April 9, 2024 | Composting, Contamination, Soil Health

Inequities In Urban Composting

Top: Urban community garden overlooking the New York City skyline. Photo by Nora Goldstein

A paper published in November 2023 in Environmental Health Perspectives maintains that compost produced from urban food and yard waste may contain contaminants such as pesticides, lead dust and PFAS that are harmful to humans and the environment, compromising the benefits derived from compost use in urban agriculture. “Coordination of urban waste stewardship and food production can build food security while also mitigating and adapting to climate change, though current waste and food systems are often politically, financially, and logistically siloed,” writes lead author Samantha Hall, a Boston University PhD student in public health. The research team conducted case studies on waste-to-compost activities and legislation in Boston, Seattle, San Francisco, and New York City. Interviews with community gardeners and growers examined how the cities sourced, collected, processed, tested, and delivered urban organic waste as compost for urban agriculture.

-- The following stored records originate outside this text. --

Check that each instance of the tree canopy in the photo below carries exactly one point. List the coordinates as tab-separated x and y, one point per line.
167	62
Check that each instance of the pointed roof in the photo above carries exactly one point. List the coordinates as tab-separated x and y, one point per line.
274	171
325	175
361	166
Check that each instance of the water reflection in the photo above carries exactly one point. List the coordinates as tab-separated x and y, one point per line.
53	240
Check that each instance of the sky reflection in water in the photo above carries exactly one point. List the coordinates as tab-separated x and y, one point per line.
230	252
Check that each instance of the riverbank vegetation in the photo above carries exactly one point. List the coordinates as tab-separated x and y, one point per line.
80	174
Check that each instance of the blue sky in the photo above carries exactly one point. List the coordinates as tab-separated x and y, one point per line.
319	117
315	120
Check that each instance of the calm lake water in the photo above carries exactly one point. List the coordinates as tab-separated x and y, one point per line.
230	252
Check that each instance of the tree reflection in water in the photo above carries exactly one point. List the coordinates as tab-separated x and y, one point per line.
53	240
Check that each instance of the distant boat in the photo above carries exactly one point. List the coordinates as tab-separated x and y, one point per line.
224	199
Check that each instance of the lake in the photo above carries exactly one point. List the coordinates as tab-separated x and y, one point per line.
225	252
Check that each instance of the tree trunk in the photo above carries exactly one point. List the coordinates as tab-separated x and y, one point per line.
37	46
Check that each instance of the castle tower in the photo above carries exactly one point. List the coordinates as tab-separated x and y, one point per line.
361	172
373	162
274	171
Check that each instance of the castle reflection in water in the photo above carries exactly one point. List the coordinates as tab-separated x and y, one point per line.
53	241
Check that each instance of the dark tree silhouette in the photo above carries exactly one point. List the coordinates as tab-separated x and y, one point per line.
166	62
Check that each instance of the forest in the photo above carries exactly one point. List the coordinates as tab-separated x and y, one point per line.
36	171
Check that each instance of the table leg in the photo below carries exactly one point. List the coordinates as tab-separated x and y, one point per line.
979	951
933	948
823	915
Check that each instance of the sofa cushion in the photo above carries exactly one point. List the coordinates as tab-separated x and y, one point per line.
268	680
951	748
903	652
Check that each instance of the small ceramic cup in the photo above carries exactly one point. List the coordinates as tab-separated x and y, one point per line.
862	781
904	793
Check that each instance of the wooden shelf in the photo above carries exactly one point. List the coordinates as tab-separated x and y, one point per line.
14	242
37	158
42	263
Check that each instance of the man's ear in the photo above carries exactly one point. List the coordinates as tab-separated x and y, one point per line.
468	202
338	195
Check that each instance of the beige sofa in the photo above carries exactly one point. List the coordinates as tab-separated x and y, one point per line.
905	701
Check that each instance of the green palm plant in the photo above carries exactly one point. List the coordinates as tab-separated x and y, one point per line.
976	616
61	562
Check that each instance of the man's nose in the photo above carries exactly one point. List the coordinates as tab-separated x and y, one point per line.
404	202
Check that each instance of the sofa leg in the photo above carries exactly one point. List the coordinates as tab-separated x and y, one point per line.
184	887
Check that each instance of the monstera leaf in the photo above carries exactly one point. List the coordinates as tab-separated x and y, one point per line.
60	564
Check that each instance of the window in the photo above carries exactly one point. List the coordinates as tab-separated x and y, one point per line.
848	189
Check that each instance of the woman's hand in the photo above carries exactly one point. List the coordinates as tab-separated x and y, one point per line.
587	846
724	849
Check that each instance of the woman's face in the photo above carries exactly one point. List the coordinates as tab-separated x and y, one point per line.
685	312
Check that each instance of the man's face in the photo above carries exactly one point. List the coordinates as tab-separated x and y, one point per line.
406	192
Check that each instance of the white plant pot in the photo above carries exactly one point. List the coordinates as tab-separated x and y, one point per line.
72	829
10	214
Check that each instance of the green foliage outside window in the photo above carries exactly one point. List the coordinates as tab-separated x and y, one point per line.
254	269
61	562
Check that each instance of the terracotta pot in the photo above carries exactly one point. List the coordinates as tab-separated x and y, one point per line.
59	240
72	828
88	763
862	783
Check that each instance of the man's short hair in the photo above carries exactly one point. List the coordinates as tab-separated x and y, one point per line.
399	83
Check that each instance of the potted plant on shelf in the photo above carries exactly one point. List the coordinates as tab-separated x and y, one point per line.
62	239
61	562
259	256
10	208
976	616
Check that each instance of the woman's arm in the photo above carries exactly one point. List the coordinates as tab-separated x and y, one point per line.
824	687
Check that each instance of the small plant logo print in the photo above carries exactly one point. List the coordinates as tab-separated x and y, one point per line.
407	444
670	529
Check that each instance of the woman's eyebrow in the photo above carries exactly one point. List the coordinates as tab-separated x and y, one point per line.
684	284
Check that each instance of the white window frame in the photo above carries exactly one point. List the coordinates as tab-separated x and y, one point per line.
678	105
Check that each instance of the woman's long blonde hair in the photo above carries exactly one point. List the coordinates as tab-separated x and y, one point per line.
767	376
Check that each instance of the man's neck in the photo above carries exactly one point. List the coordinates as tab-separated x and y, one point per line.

Inequities observed are partially borne from redlining and other historically marginalizing practices that led to loss of land and food inequality among communities of color, the authors write, arguing that “justice-oriented policy planning efforts must incorporate proper waste disposal.” To address the inequities, they recommend that cities should embrace multilingual and multimedia communication and education about composting to community farmers and growers, and encourage policymakers to engage with volunteer garden coordinators and community organizers who can advocate for gardeners’ needs.